Respondent charged with voyeurism for keeping a hidden camera in room when renter occupied it

Searching apartment of man who rented it out on Airbnb not a privacy violation: appeal court

The Court of Appeal has ordered a new trial after the trial judge excluded evidence and acquitted a respondent who rented an apartment with a hidden camera pointed toward his bed.

In R. v. Chow, a man rented an apartment from respondent Michael Chow for a short-term visit to Toronto on September 6, 2018. During the night of September 7, the occupant was bothered by light from an alarm clock on a table facing the bed and used his camera bag to block the light. However, on September 9 morning, he noticed that his camera bag had been moved and was no longer in front of the alarm clock.

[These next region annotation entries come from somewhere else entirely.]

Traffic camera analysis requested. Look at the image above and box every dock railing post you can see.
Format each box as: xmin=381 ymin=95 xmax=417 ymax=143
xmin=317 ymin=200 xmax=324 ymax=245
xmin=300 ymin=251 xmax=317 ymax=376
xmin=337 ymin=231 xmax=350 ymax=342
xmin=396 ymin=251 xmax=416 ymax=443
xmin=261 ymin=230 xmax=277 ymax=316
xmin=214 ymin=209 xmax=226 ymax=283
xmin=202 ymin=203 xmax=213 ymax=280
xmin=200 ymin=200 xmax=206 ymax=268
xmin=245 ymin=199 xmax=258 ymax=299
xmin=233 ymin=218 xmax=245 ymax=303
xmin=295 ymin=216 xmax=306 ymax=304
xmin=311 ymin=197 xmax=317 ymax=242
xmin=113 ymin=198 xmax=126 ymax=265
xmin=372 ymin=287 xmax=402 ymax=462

Chow left a message indicating that he had been in the apartment and left some coupons for the tenant. The occupant inspected the alarm clock and discovered it contained a concealed camera. He notified Airbnb, who instructed him to check into a hotel and call the police. 

The occupant informed the police and showed them the alarm clock upon arrival. The police discovered that the camera had a memory card and obtained a search warrant to search the device and its memory card. The memory card contained a video of an unidentified man masturbating in the apartment bedroom. Police obtained a warrant to search Chow’s home. However, they seized nothing from this location.

The police charged Chow with voyeurism for violating the occupant’s privacy. However, he brought an application to exclude the camera evidence, alleging a violation of s. 8 of the Charter.

Chow was acquitted after the trial judge found that he had a reasonable expectation of privacy in the apartment and that the police acted erroneously when they entered and searched the apartment at the complainant’s invitation to investigate the alleged crime. The trial judge also found that the police wrongly seized the device allegedly used in the voyeurism offence.

The summary conviction appeal judge also upheld the trial judge’s decision and wrote that “none of the officers demonstrated any understanding of the constitutional rights of the owner of the property.”

The appeal court disagreed with the trial judge and summary conviction appeal judge’s finding.

“The apartment will be his [the occupant’s] home for the duration of the visit: he will sleep there, eat meals, use the bathroom, and perform any number of daily tasks there. He may meet with friends at the apartment. He may have sex there…He will presume that the apartment is a safe place to stay – that he will enjoy privacy while he stays there,” the court wrote.

The appeal court wrote that Chow did not have a reasonable expectation of privacy in the apartment at the time of the police actions. Thus, there was no search under s. 8 of the Charter and no breach of the respondent’s s. 8 rights when the police entered the apartment at the complainant’s request.

“The respondent may well have had a subjective expectation of privacy in the apartment. But it was not objectively reasonable for the respondent to expect that the complainant could not invite the police into the apartment to investigate a crime that may have been committed against him in the apartment. This is not a claim to privacy that ought to be constitutionally protected,” the court wrote.

The court also found that the police properly seized the camera under s. 489(2)(b) of the Criminal Code.

 “The clock-camera was properly seized pursuant to s. 489(2)(b) of the Criminal Code and the police were entitled to examine its physical qualities. The memory card was properly searched pursuant to a warrant,” the court wrote.